The unbelieving Jews could not accept the cross. It was right in their line of vision, but they had to shield their eyes from what they did not want to see. This crucifixion that Christ went through was not on their checklist for the Messiah. It was not in agreement with what they believed. They would purposely have to walk around it because it was in their path. All of their rituals, sacrifices, cleansings, pointed right to it, but they were too focused on what they wanted to believe to accept that this was something necessary for them. If they would actually take a good look at the cross, they would understand that it fell in line with everything they believed. But they didn't want to look. They couldn't move it out of the way, so that meant ignoring it.

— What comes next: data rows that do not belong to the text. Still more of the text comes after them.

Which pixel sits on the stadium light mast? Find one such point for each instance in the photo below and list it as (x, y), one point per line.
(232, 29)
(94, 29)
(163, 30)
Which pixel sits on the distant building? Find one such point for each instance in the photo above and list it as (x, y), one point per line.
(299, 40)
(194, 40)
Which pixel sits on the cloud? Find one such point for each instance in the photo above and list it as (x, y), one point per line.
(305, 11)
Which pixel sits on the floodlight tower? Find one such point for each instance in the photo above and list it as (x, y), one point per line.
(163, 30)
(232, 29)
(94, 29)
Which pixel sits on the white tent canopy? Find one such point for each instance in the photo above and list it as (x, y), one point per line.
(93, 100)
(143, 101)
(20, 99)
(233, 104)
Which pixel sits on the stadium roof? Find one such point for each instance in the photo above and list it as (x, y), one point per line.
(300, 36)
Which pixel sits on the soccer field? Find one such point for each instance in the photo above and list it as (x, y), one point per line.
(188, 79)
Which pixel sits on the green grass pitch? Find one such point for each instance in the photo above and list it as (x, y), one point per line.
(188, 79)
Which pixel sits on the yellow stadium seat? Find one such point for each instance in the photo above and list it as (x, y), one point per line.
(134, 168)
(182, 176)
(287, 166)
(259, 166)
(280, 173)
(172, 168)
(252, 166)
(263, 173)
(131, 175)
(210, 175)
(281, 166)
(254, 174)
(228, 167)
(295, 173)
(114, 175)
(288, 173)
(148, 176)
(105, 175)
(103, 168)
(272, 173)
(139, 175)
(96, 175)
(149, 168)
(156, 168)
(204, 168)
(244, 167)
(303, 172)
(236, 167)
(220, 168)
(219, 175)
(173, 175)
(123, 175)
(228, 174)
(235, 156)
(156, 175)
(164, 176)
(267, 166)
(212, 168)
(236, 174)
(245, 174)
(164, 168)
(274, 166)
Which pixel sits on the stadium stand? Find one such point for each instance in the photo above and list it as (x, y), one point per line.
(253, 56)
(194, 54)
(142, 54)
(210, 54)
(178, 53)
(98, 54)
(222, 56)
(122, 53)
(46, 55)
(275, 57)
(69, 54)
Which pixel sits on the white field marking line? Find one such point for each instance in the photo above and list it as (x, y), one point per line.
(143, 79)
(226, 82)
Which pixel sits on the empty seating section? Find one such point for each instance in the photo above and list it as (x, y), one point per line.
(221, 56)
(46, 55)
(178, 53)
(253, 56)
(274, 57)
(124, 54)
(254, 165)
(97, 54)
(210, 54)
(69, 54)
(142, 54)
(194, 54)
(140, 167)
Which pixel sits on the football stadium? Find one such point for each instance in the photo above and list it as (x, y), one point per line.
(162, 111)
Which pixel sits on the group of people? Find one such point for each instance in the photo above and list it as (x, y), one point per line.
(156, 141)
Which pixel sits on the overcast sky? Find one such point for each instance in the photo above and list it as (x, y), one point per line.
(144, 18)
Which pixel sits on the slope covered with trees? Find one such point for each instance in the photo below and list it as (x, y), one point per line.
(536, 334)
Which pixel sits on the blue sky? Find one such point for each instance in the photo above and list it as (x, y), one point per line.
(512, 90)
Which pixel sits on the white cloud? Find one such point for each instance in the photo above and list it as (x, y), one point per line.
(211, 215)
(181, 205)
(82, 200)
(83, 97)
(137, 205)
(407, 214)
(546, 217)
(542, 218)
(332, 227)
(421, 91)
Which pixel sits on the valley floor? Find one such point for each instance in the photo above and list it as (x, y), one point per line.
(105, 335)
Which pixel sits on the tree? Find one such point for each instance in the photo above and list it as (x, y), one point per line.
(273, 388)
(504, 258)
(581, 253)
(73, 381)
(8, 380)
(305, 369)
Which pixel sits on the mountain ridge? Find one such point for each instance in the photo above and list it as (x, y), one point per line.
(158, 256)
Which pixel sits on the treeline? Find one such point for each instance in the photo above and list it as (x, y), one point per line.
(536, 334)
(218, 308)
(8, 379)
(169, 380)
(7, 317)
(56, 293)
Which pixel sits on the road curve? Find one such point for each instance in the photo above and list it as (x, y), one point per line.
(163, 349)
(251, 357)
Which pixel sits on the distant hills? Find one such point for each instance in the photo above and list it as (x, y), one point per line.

I've learned to ignore the lost and found items in my house. It would be better and safer if I would just bend over and pick them up. I'm too determined to stick to my little checklist. Often, I'm too weary and overcome with everything else that I have to do. And really, it is not the picking up, it is the putting away. Every item has a different home, which means trips all over my house. That gets time-consuming. Maybe that is what bothered the Jews the most. If they paid attention to the cross, they would have to fit it in somewhere. They would have to incorporate it somehow into what they believed, and that might take some major reworking. They weren't willing to do that kind of work. They didn't want to give the cross a home. Their biggest mistake is thinking that they would have to make the crucifixion work for them. The crucifixion was the work. They needed to discard their other thoughts and only grab onto that.
My house would look a lot neater if I made sure everything was in its place. It might mean the floor didn't get mopped today. It might mean the refrigerator didn't get cleaned out. It might mean the bookshelves didn't get dusted, again. But that is probably less noticeable than a room littered with misfit items. I would do better to toss my checklist and just do the things that are immediately necessary.